Like he will at Moon this year, Kaufman also had to get acclimated to becoming a head coach at Montour. It took him a while to pick up his first win, as Montour started out 0-7 his inaugural season. Once he got that milestone first victory, the pieces to the puzzle started to come together.

"My first year at Montour we had a lot of good athletes," Kaufman said. "We started the year 0-7. We were playing Canon-McMillan and they were beating us pretty good. We got back into the game and Milton Banks hit a running 3-pointer to win the game. To see their reaction after finally winning a game was priceless and that got things rolling.

"It is hard to predict wins, especially in high school. We knew we had some pretty good players coming through, so we thought we would have success. We put ourselves in the [WPIAL title] conversation every year as a team to watch and that is all you can do. That is our goal going into Moon, also. It is how you are playing at the end of the year and if you have a chance to win something."

One of Kaufman's main goals at Moon will be to reach the playoffs, something he did every year with Montour. But he knows with a new group of players to get used to and a step up to Class AAAA, it will be a difficult challenge.

Like Montour, Moon was a consistent winner under coach Jeff Ackermann, who led the Tigers to a 224-116 record and three WPIAL titles as well as a PIAA state championship in 13 seasons. But Ackermann's post was opened by the district school board in March. The Tigers fell short of the WPIAL playoffs four of the past five seasons, compiling a 51-59 record in that span, including 9-13 last season.

Ackermann has since been hired to coach at Pine-Richland. Meanwhile, Kaufman hopes to restore the Moon program to its previous run of success.

"It is a goal," Kaufman said. "It is going to be difficult. They didn't make the playoffs the last three years. It will be a nice steppingstone. There are a bunch of seniors who have never played in the playoffs and it would be a nice sendoff for them to experience that. I think we have a legitimate chance."

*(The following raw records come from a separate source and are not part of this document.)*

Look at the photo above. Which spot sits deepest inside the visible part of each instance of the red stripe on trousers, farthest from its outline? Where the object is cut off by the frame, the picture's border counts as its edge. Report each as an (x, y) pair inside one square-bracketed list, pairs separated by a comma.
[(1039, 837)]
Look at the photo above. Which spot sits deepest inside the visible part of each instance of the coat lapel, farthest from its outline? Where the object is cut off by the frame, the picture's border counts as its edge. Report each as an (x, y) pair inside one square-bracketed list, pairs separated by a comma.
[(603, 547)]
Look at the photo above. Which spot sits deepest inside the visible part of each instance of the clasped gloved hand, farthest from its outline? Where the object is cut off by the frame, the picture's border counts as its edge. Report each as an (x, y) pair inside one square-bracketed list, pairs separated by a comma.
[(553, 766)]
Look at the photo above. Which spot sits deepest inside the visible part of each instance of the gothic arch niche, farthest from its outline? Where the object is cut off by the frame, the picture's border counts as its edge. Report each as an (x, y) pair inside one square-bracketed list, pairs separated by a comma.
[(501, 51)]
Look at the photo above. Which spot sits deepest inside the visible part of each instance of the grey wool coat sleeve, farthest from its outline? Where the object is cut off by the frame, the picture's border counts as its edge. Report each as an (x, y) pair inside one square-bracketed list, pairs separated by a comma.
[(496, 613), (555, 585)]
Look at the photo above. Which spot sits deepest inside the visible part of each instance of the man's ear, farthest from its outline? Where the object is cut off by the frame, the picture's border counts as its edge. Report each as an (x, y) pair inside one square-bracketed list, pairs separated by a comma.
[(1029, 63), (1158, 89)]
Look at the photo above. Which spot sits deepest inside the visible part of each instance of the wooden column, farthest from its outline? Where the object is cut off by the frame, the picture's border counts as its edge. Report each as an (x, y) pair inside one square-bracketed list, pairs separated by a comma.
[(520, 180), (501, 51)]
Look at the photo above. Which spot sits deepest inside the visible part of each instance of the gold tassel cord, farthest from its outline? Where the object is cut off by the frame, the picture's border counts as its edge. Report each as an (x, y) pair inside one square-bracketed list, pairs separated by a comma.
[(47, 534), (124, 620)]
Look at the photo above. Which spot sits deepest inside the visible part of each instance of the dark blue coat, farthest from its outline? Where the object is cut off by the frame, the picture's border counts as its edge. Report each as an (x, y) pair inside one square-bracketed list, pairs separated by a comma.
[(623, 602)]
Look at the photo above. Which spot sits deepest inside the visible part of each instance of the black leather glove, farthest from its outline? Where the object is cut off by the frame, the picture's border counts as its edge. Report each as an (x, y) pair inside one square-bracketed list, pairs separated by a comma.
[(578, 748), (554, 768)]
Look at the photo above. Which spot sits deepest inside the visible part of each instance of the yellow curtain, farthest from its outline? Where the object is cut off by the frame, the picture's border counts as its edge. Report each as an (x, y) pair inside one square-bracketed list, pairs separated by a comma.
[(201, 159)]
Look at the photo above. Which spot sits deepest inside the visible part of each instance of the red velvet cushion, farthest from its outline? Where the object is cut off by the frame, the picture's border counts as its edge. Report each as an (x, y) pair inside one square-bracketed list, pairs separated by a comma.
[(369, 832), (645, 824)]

In order to get to that point, Kaufman is going to endure a lot of firsts with his new team. The first meeting. The first practice. The first game. All are what he describes as "part of the thrill."

"Getting to know the kids again is going to be fun," Kaufman said. "Getting to know their strengths and weaknesses on and off the court. It is the fun of it for me.

"It is a new challenge going up to Class AAAA. It is another level of talent up here. It is refreshing. It is like starting over. I am eager to see how far we can take it and see what we can do with the new program."